I sigh at the realization as we pull into my driveway. Cole jumps out and rounds the truck to open my door. See? Kind. Gabe would have been halfway inside by now.
I frown at his memory and push it aside as Cole helps me jump to the ground. "Why do you have such a tall truck?" I ask suddenly.
He laughs, "I'm a tall guy." I look up at him, my neck tilted back in an exaggerated way.
"You are really tall," I agree.
He laughs again and then tugs at my hand as we walk to the porch steps.
Cole takes the keys from me after patiently waiting for me to successfully dig them from my purse. He gives me a small smile before turning to the door. I follow close behind him, taking in his broad shoulders and the curve of his back. My eyes travel down his body all the way to his ass and I giggle at the sudden need to squeeze it. He glances over his shoulder at me and I refrain.
Once we are inside I follow him to the kitchen. I'm not sure why I'm following
him around, but he looks like he has a purpose as he moves through the house. I lean against the island and watch as he opens the refrigerator door. I prop my elbows on the counter and clasp my hands together, using them to rest my chin.
The soft dreamlike feeling that surrounds me tells me I might be a touch more intoxicated than I thought. Cole finds what he's looking for and comes back to me carrying a bottle of water. I smile at the smirk that tugs at his lips.
He has really nice lips.
"Here, drink this," he instructs, unscrewing the lid and handing over the bottle. I do as he says. He seems to know what he's talking about. After all, I trusted him tonight and look how that turned out.
He watches me as I swallow the cold liquid. It stings a little against the heat that seems to be coursing through my body. I can't help but feel fascinated at the way his jaw tenses. Like he's grinding his teeth. If he's not careful he's going to give himself a headache. I lower the bottle of water intent on telling him just that, but he steps closer to me and I forget the words that were sitting on my tongue.
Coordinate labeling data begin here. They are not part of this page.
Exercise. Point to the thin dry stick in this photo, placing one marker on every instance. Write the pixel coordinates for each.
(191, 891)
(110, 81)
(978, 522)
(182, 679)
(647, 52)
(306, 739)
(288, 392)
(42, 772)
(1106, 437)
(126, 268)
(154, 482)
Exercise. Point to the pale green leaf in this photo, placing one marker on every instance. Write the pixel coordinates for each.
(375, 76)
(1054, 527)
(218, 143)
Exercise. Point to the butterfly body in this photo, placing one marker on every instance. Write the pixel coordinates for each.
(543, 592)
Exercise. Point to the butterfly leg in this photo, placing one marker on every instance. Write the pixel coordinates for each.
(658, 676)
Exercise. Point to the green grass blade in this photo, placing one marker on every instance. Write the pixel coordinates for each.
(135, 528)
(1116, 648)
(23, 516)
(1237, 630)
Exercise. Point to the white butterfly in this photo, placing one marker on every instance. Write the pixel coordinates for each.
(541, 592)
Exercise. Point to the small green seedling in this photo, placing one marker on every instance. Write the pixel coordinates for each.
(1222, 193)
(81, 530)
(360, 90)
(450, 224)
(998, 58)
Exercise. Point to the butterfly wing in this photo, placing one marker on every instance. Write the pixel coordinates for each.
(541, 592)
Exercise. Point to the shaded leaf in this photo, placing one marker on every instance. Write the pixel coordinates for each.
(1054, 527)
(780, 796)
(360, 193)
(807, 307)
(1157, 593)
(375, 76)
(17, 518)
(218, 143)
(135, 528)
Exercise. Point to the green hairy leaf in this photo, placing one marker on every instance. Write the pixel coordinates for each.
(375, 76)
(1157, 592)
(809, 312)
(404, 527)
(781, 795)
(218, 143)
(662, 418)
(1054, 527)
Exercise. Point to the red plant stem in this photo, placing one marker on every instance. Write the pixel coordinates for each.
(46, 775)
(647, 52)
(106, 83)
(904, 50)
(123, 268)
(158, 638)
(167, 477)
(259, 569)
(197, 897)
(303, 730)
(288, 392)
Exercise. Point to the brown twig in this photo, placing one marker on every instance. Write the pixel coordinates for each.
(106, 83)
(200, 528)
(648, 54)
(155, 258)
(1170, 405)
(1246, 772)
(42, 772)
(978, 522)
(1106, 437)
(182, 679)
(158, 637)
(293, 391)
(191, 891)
I can't read his expression. But the intensity in his eyes seems to sober me up a little. It's almost as if there is a battle raging inside him. I only recognize it because I feel the same one wreaking havoc inside myself.
I won't lie, it feels good to see it reflected back at me. It's also scary. Because I know that while I've been siding with caution all this time, tonight I'm rooting for the reckless.
I wonder which side he's rooting for. Moreover, I wonder which side will win.
What would happen if we both chose reckless?
He takes another step forward and my breath catches. I squeeze the bottle in my hands and the sharp crinkling of plastic cuts through the air. I feel his fingers across my own as he takes the bottle from me and sets it down on the counter.
I shift from foot to foot under the weight of his stare. It's making me uneasy, pulling at me like a magnet.
"How are you feeling?" he asks. His voice sounds rough. Masculine. Like gravel. I swallow hard before answering, because the sound of his voice alone sends a shiver through my body. The alcohol has cracked the guarded facade and it's letting in feelings I'm pretty sure that I'm not ready for. Feelings I'm not allowed to have. Not now. Not yet.